A Beautiful Accident invites us to revisit the ideas that have shaped the nature of consciousness and explore what new developments in the field mean for artistic practice. The program of events helps navigate the frontiers of discovery so that, in consideration of other lively agents, we may better question the nature of our being and begin to articulate what consciousness is in an ecological era. Rashik Parmar discusses how our cities may become even smarter with the advent of Artificial Intelligence systems, while Kevin Warwick explores the impact of neural implants on consciousness. Julie Freeman considers the entanglements between ecology and consciousness, while Susan Stepney discusses how materials ‘compute’ decisions without possessing a central organizing system. Simon Park presents the possibility of bacterial consciousness, while Simone Ferracina & Rolf Hughes discuss the Experimental Architecture Group’s work on potentially conscious ‘bricks’, and Erin Manning draws our attention to the assumptions made by ‘neurotypicals’ that foreground the world in a particular way. A Beautiful Accident creates a space in which strongly-held preconceptions about the nature of consciousness are challenged, so that we may explore the frontiers of discovery in these challenging and confusing times to coexist with various forms of nonhuman consciousness, and go beyond the interiorized states of self-awareness that are so familiar to us.

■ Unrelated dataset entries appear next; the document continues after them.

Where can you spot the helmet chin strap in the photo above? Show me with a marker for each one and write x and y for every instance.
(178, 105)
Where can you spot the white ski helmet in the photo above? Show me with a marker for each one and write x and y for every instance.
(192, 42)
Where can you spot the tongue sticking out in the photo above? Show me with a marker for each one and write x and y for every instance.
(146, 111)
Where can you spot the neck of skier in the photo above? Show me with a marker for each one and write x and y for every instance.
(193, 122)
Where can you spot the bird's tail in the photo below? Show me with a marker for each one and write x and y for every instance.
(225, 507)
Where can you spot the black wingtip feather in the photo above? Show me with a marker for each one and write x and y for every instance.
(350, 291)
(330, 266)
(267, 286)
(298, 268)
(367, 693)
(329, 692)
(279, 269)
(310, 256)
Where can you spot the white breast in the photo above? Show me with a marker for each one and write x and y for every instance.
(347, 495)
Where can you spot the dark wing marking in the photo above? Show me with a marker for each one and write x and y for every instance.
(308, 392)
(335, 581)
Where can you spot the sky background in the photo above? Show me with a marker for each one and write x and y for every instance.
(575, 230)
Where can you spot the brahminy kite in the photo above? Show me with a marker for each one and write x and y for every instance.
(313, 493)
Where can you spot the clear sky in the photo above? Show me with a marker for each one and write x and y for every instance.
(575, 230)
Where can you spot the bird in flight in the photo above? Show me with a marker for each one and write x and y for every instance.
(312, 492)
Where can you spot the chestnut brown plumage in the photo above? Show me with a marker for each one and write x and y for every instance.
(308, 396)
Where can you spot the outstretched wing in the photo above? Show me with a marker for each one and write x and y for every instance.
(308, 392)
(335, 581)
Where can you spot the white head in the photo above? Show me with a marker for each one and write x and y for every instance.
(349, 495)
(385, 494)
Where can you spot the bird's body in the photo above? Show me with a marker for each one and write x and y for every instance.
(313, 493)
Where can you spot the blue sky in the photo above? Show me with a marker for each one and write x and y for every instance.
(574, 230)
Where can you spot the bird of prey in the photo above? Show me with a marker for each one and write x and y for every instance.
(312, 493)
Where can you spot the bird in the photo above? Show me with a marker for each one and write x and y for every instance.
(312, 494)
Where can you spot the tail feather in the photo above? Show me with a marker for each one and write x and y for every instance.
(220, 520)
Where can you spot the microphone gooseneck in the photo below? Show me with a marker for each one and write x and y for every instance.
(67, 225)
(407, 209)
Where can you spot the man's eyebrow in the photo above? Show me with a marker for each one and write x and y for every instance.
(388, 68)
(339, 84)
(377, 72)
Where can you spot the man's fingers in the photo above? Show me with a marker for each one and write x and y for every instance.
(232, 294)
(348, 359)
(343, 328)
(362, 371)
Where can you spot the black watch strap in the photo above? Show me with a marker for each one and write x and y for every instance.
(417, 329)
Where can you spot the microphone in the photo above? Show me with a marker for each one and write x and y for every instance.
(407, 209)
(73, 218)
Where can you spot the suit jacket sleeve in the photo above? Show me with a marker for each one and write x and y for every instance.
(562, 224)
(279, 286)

(Header photo: Courtesy Rachel Armstrong, Venice 2017, building reflection betrays the lively architectural fabric of the city.)

 

Rachel Armstrong is Professor of Experimental Architecture at the School of Architecture, Planning and Landscape, Newcastle University. She is a Rising Waters II Fellow with the Robert Rauschenberg Foundation (April-May 2016), TWOTY futurist 2015, Fellow of the British Interplanetary Society and a 2010 Senior TED Fellow. Rachel is a sustainability innovator who investigates a new approach to building materials called ‘living architecture,’ which suggests it is possible for our buildings to share some of the properties of living systems. She is coordinator for the €3.2m Living Architecture project, which is an ongoing collaboration of experts from the universities of Newcastle, UK, the West of England (UWE Bristol), Trento, Italy, the Spanish National Research Council in Madrid, LIQUIFER Systems Group, Vienna, Austria and EXPLORA, Venice, Italy that began in April 2016 and runs to April 2019. It is envisioned as a next-generation, selectively, programmable bioreactor that is conceived as a freestanding partition made up of standardized building segments, or bricks that confer the structure with programmable elements that draw from the properties of living things e.g. movement, metabolism, sensitivity and growth.